Based in Singapore, the regional hub for Asia Pacific (AP) and top-ranked biopharmaceutical company on the Straits Times and Statista’s list of Best Employers in Singapore for two consecutive years (2020, 2021).
Join the premier biopharmaceutical company that has been in Singapore for more than 25 years and in AP for over 60 years.
Our Manufacturing Operations teams are the people that make our products. We work in the manufacturing plants with a “Safety First, Quality Always” mindset striving for continuous improvement. We work in the local plant connected to our global manufacturing network to ensure the highest quality of raw materials, intermediates and finished products.
What You Will Do
Execute equipment maintenance activities for corrective maintenance and ensuring preventative maintenance is completed according to schedule requirements, and support equipment change control implementations.
Provide technical expertise for all process equipment related activities in the manufacturing process and support Maintenance Technicians.
Utilize technical skills to lead process equipment deviation/atypical investigations, safety incidents and ensure effective root cause analysis.
Conduct RTPS (Real Time Problem Solving) and FMEA studies to recurring failures by performing RCA and identifying corrective action.
Implement technical solutions to improve equipment uptime and asset utilization through using MPS Lean Six Sigma Continuous Improvement Mindset.

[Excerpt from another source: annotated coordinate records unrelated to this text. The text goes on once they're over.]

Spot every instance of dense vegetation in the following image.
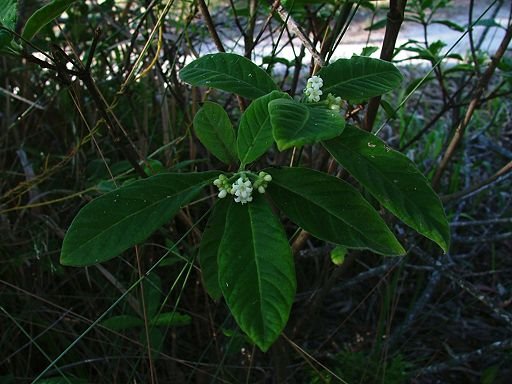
[0,0,512,384]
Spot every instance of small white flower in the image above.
[304,76,324,103]
[231,176,253,204]
[327,93,341,112]
[307,76,324,89]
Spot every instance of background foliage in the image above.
[0,0,512,383]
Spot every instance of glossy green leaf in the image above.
[194,101,238,164]
[237,91,291,166]
[218,195,296,351]
[324,126,450,252]
[318,56,403,100]
[331,245,347,265]
[199,198,230,300]
[21,0,76,40]
[180,53,278,99]
[266,168,405,255]
[60,172,218,266]
[268,99,345,151]
[101,315,144,331]
[149,312,192,327]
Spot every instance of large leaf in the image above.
[266,168,405,255]
[324,126,450,251]
[199,197,230,300]
[268,99,345,151]
[218,195,296,351]
[60,172,218,266]
[237,91,291,166]
[318,56,403,100]
[194,101,237,164]
[21,0,76,40]
[180,53,278,99]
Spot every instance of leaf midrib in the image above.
[272,178,384,248]
[247,207,267,342]
[330,136,447,246]
[69,180,207,255]
[325,70,395,93]
[206,112,236,163]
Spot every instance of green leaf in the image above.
[180,53,278,99]
[194,101,237,164]
[218,195,296,351]
[318,56,403,100]
[21,0,76,40]
[149,312,192,327]
[331,245,347,265]
[268,99,345,151]
[324,126,450,252]
[266,168,405,255]
[101,315,144,331]
[60,172,218,266]
[199,198,230,300]
[237,91,291,167]
[360,46,379,57]
[139,327,165,359]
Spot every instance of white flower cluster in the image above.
[254,171,272,193]
[231,175,252,204]
[327,93,341,112]
[304,76,324,103]
[213,171,272,204]
[213,175,231,199]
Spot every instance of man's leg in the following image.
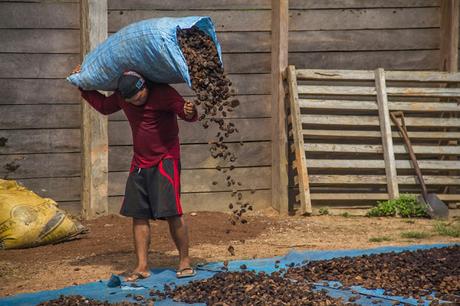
[133,218,150,275]
[168,216,190,270]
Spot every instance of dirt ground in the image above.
[0,210,460,296]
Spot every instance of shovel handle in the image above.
[390,111,431,202]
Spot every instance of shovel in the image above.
[390,112,449,219]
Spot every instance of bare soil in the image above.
[0,210,460,296]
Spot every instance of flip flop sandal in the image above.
[176,267,196,278]
[124,272,150,282]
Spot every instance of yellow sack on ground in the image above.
[0,179,86,249]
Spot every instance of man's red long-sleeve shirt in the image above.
[81,84,197,171]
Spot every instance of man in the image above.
[72,66,198,281]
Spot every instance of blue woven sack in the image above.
[67,16,222,90]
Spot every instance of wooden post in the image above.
[271,0,289,215]
[375,68,399,199]
[440,0,459,72]
[439,0,460,197]
[288,65,312,215]
[80,0,108,219]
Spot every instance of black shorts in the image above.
[120,158,182,219]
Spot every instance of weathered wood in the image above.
[0,129,80,154]
[303,129,460,140]
[309,175,460,185]
[290,29,439,52]
[109,118,271,145]
[109,190,271,214]
[80,0,109,219]
[299,99,460,113]
[0,153,80,179]
[287,66,312,214]
[109,167,271,196]
[439,0,460,72]
[107,0,439,10]
[109,142,271,171]
[289,50,439,70]
[0,1,80,29]
[109,10,271,32]
[301,115,460,127]
[270,0,289,215]
[289,7,440,31]
[0,53,80,79]
[304,143,460,155]
[296,69,460,83]
[0,29,80,54]
[307,159,460,170]
[0,79,79,105]
[375,68,399,199]
[0,104,80,129]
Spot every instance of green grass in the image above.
[434,222,460,238]
[369,236,393,242]
[367,194,428,218]
[401,231,431,239]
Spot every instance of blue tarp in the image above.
[0,244,452,306]
[67,16,222,90]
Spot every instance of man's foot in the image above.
[125,271,150,282]
[176,267,196,278]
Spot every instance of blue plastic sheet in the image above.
[67,16,222,90]
[0,244,452,306]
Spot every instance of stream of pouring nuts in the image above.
[177,27,253,256]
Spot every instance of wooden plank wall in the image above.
[0,1,81,212]
[289,0,446,211]
[108,0,271,211]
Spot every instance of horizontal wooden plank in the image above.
[299,99,460,112]
[289,7,440,31]
[0,29,80,53]
[0,1,80,29]
[108,10,271,32]
[290,28,439,52]
[0,104,80,130]
[109,118,271,145]
[289,50,439,70]
[310,193,389,201]
[307,159,460,170]
[0,153,81,179]
[296,69,460,83]
[109,95,271,121]
[108,0,439,10]
[109,190,271,213]
[109,142,271,171]
[301,115,460,127]
[304,143,460,155]
[0,53,80,79]
[387,87,460,98]
[17,177,81,201]
[0,128,80,154]
[109,167,271,196]
[302,129,460,140]
[309,175,460,185]
[297,85,376,96]
[0,79,80,104]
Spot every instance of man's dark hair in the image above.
[118,71,146,99]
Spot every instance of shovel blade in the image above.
[417,193,449,219]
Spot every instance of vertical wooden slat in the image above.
[288,66,312,214]
[271,0,289,215]
[80,0,108,219]
[440,0,460,72]
[375,68,399,199]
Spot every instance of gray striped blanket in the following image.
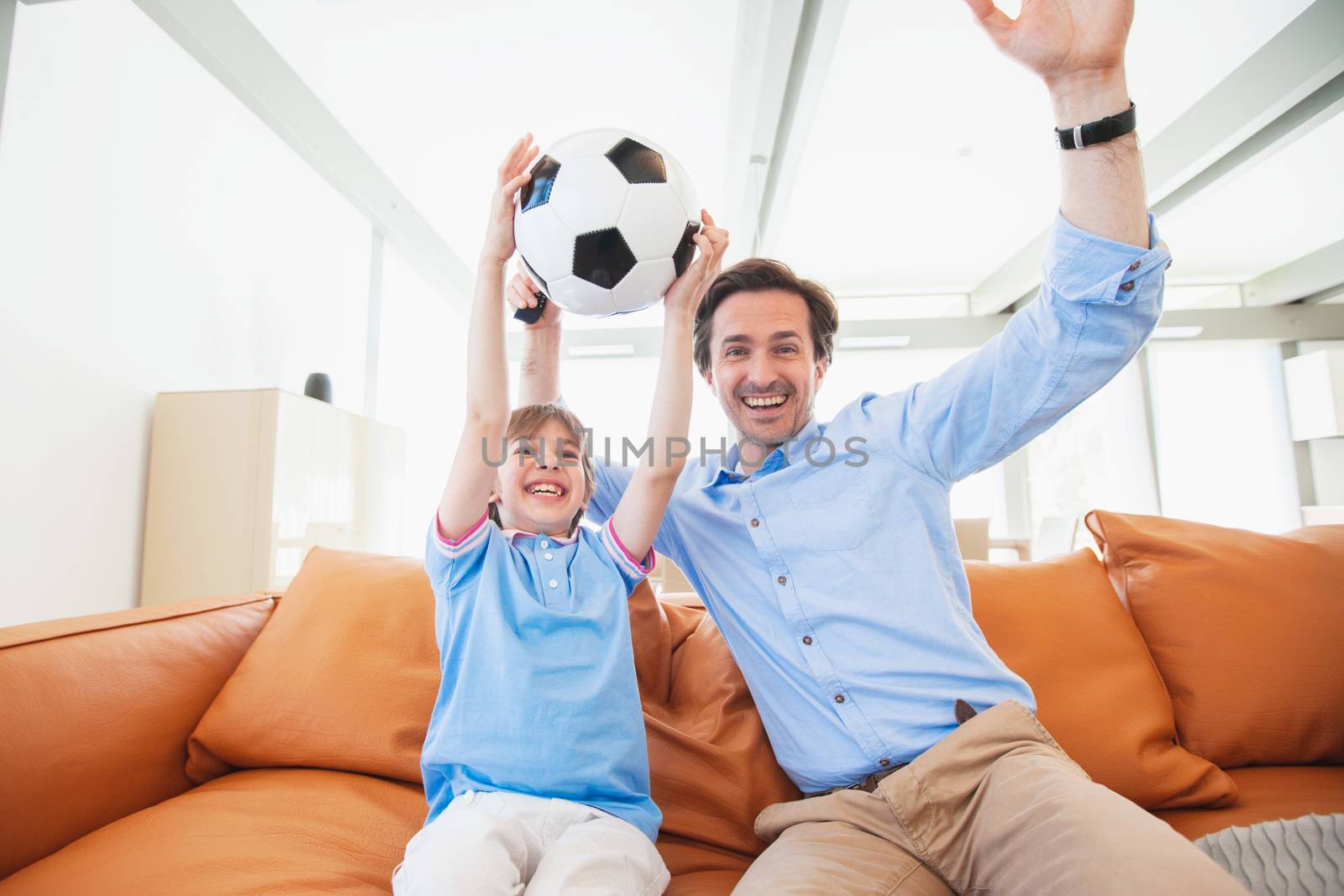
[1194,814,1344,896]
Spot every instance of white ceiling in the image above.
[238,0,737,275]
[237,0,1344,306]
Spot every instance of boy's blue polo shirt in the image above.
[421,516,663,840]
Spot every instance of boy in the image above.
[392,134,727,894]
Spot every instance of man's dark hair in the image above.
[694,258,840,375]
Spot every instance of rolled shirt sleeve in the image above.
[881,213,1171,484]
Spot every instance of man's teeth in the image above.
[742,395,789,407]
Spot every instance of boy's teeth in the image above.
[743,395,788,407]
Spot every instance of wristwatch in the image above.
[1055,102,1137,149]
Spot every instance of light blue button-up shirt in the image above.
[589,215,1171,793]
[421,516,663,840]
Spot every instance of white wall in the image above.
[0,0,370,626]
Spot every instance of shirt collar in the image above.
[703,414,822,489]
[502,529,580,544]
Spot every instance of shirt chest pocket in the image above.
[771,464,878,551]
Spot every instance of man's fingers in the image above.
[513,146,542,177]
[508,278,536,307]
[500,170,533,202]
[966,0,1013,43]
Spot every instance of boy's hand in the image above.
[481,134,540,265]
[663,208,728,318]
[504,269,560,329]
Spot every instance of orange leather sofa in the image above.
[0,511,1344,896]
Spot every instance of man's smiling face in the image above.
[706,289,825,459]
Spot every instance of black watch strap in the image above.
[1055,102,1137,149]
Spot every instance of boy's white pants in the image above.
[392,790,668,896]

Lead Equipment QN investigation and develop robust solutions to prevent recurrence.
Key Responsibilities
Preventive Maintenance
Review and conduct Preventive Maintenance (PM) optimization.
Ensure all planned internal and external Preventive Maintenance (PM) activities completed timely.
Update equipment critical spare part list and set minimum re-order levels in MRO CMMS system in optimized level.
Corrective Maintenance
Ensure resolution and timely follow-up of identified production equipment and facility related equipment issues, unplanned events, and new opportunities identified by Maintenance team.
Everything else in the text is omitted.